21 subjects with mCRPC were enrolled into one of six cohorts of ascending TRC253 doses.
The clinical stage biopharmaceutical firm TRACON Pharmaceuticals has reportedly announced an update on its TRC253 program for metastatic castrate resistant prostate cancer therapy. The treatment was licensed from Janssen Pharmaceutica N.V. in the year 2016.
Reportedly, phase 1 data from the ongoing phase 1/2 clinical trial has been published in the 2019 ASCO Proceedings. 21 subjects with mCRPC were enrolled into one of six cohorts of ascending TRC253 doses. The enrolled patients had earlier progressed on prior Erleada™ (apalutamide) treatment.

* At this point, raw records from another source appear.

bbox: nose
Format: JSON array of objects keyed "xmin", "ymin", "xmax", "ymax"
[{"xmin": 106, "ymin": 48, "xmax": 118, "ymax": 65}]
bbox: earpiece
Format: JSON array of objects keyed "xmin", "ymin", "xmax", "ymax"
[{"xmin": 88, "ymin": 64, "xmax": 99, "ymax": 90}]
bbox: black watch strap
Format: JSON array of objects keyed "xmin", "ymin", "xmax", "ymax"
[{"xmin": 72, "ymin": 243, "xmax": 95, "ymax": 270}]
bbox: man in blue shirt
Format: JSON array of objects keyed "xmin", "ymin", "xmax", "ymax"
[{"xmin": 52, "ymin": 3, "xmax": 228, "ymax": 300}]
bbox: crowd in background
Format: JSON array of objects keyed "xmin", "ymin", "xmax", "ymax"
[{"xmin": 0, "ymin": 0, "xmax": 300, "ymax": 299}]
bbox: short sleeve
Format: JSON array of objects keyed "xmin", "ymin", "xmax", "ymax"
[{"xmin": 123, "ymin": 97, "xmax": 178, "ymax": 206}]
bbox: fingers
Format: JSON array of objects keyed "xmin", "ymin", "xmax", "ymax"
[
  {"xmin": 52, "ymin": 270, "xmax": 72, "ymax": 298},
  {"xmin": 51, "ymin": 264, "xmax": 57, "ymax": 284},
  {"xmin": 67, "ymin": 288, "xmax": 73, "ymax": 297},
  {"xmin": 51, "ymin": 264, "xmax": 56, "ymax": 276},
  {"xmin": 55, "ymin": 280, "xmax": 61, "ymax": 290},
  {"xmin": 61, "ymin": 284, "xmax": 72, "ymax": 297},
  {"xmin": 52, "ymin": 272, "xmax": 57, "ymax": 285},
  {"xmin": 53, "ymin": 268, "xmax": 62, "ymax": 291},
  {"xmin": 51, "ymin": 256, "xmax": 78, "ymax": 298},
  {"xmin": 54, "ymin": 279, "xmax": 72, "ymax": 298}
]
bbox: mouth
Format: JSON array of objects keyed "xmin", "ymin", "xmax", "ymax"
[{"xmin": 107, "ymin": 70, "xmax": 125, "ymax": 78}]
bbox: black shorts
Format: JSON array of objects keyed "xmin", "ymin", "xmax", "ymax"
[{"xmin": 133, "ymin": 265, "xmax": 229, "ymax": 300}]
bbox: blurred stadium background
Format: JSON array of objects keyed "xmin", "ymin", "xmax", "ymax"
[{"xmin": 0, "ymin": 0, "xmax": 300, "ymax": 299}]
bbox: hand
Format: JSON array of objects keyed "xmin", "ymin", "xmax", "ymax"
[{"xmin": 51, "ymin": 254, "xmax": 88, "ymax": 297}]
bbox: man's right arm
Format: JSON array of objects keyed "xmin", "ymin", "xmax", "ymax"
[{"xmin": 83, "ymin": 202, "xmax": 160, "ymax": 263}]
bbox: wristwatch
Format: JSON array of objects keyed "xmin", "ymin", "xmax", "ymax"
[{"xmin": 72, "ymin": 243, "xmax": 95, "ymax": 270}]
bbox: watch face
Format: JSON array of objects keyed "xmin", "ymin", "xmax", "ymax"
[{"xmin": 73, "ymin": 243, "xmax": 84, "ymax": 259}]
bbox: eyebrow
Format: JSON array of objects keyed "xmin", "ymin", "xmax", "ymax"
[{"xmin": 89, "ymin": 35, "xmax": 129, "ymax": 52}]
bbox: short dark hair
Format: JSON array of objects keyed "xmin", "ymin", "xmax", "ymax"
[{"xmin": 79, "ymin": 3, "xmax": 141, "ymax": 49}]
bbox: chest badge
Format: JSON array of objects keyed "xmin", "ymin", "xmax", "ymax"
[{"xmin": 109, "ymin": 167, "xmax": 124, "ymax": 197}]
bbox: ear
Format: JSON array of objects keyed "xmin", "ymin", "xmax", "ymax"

Target PK exposures were attained consistently with the 280 mg daily oral dose – which apparently was selected as the suggested phase 2 dose. The sole patient with a F877L androgen receptor point mutation at standard point had been continued on medication for 49 weeks (with a partial response by RECIST).
Apparently, rest of the 20 subjects were observed to lack a F877L AR point mutation at starting point. 48% (10) patients remained on trial for minimum 6 months and 1 patient had more than 50% decline in prostate specific antigen (PSA). TRC253 was well-tolerated and drug-related serious harmful events were not reported. Some of the adverse events related to drug included elevated lipase, QTcF prolongation, fatigue, diarrhea, platelet count decrease, and arthralgia.
Sources claimed that phase 2 part of the ongoing phase 1/2 trial has been updated to add an extra cohort of patients. With the added cohort, the theory of efficacy of TRC253 in mCRPC patients with a defined point transformation apart from F877L AR will be analyzed. Enrollment of patients in the additional cohort with a defined point mutation is still in process. Enrollment is also ongoing in the two current cohorts – one includes subjects with a F877L AR alteration and the second comprises subjects with another basis for resistance to Erleada or Xtandi.